The performance announced Thursday indicates that Google is still struggling to close the gap between the rates for ads shown on mobile devices and those on personal computers.
Advertisers haven’t been willing to pay as much to reach prospective customers on the smaller screens of smartphones and tablets, but Google Inc. has been tweaking its digital marketing system so mobile and PC ad campaigns are bundled together. In doing so, Google Inc. is hoping advertisers eventually will recognize the advantages of reaching people on the go and gradually begin to pay higher prices for mobile marketing pitches.
But Google’s average ad price during the fourth quarter fell 11 percent from the previous year. That was the steepest quarterly drop in 2013. It marked the ninth consecutive quarter that Google’s average ad rate, also known as “cost per click,” fell from the previous year.
Much of that erosion has been offset by more ads flowing into the system and Google’s algorithms doing an even better job of showing the promotions to web surfers most likely to be interested in them. The total number of paid ad clicks increased by 31 percent from the previous year.
“The demand was very strong, but the pricing is still not there on the mobile side,” Edward Jones analyst Josh Olson said.
Google earned $3.4 billion, or $9.90 per share, in the October-December period.
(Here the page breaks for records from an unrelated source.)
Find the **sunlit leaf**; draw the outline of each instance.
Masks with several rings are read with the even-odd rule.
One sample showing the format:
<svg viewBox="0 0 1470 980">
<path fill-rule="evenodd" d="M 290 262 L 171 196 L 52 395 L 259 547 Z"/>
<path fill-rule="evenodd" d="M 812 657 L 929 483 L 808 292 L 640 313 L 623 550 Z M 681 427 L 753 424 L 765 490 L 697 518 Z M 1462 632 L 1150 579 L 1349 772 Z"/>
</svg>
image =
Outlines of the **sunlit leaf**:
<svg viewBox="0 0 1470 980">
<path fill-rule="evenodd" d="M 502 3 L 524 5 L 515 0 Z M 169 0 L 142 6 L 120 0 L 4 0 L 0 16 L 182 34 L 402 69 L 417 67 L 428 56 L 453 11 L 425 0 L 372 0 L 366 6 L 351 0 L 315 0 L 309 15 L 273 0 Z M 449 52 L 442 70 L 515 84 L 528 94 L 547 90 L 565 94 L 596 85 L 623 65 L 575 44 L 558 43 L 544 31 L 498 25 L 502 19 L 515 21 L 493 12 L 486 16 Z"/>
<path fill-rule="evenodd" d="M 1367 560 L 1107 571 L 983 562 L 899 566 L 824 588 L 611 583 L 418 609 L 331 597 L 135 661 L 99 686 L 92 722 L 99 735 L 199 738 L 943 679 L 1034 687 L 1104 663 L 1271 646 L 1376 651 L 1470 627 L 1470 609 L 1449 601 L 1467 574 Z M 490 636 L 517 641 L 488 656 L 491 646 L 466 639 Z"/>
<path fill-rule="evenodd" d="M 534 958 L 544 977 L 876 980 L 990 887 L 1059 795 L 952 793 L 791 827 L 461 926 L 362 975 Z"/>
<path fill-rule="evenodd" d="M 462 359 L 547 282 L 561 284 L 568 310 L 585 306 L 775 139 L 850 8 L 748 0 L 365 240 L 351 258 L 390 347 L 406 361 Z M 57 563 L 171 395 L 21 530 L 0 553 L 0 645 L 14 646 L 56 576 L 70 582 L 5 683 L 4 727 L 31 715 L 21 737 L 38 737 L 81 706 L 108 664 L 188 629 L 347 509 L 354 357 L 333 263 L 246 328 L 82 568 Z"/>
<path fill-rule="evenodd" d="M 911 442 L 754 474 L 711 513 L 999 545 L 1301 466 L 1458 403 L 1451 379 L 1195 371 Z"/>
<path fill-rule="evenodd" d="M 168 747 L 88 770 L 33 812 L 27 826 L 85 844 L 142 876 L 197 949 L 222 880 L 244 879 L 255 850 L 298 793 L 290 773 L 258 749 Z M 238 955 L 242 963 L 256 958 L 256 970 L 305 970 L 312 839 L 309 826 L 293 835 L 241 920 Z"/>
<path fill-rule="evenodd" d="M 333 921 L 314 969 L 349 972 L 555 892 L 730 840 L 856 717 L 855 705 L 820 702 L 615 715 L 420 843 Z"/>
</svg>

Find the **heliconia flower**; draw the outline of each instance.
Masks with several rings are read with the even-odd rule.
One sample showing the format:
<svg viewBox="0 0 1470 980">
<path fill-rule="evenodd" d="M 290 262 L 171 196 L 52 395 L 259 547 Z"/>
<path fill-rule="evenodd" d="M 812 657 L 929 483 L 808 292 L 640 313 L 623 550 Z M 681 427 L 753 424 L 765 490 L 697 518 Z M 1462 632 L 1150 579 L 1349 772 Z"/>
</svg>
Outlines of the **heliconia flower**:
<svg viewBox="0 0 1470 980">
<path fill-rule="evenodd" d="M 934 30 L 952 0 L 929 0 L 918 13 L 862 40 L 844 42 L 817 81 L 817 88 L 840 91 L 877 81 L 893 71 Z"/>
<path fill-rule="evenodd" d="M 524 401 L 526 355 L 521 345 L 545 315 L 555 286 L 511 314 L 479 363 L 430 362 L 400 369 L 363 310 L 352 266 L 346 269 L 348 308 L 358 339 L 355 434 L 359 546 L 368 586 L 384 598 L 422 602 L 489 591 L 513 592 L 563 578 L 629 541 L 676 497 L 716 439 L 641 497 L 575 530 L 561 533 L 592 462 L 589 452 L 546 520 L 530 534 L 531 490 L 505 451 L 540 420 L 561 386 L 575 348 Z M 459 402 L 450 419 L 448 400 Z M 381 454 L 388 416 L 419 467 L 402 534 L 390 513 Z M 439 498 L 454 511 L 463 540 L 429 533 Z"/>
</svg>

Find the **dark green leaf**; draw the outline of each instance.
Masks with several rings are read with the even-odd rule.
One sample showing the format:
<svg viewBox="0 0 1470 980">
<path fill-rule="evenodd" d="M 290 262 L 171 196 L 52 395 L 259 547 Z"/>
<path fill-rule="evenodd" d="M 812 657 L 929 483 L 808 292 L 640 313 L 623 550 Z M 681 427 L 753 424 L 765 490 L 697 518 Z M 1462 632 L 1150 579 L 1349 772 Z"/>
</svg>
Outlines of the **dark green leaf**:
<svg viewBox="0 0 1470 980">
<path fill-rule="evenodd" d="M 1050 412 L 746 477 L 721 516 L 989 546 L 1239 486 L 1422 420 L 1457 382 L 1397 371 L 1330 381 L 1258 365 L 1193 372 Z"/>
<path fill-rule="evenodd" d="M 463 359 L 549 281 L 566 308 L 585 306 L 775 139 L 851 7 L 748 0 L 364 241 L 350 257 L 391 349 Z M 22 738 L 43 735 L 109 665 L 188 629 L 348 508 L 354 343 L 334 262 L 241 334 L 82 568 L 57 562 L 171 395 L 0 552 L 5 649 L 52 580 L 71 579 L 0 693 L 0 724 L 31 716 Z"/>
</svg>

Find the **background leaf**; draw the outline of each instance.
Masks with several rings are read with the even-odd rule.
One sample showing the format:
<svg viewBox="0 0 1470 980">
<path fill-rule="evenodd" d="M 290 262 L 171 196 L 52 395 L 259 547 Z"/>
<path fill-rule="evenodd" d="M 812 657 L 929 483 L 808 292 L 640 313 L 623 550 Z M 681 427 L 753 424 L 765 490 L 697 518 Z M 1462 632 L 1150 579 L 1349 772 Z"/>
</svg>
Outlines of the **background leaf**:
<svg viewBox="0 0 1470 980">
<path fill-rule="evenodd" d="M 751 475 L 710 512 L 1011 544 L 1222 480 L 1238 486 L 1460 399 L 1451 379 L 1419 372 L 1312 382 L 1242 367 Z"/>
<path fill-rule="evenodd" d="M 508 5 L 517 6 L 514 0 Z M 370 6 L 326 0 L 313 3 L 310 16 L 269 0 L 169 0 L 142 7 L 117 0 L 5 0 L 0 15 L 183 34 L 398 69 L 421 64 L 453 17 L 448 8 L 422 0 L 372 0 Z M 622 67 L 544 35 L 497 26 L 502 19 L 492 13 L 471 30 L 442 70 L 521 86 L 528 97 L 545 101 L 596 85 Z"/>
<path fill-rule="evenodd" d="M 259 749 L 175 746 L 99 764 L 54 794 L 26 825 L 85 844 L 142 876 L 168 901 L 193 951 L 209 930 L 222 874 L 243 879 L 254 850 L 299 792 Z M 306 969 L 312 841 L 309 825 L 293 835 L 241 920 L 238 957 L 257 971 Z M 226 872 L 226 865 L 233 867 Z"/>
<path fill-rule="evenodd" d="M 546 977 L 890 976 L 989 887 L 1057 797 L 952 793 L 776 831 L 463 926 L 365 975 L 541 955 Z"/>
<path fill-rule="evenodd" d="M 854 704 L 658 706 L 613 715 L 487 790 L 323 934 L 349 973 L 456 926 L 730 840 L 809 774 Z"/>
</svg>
That compares with $2.9 billion, or $8.62 per share, in the prior year.
Excluding costs to cover employees’ stock compensation, Google said it earned $12.01 per share. That was slightly below the average estimate of $12.22 per share among analysts polled by FactSet.
Revenue rose 17 percent to $16.9 billion.
After subtracting Google’s ad commissions, revenue stood at $13.5 billion, in line with analyst projections.
Google’s stock rose $46.71, to $1,182.10, in extended trading.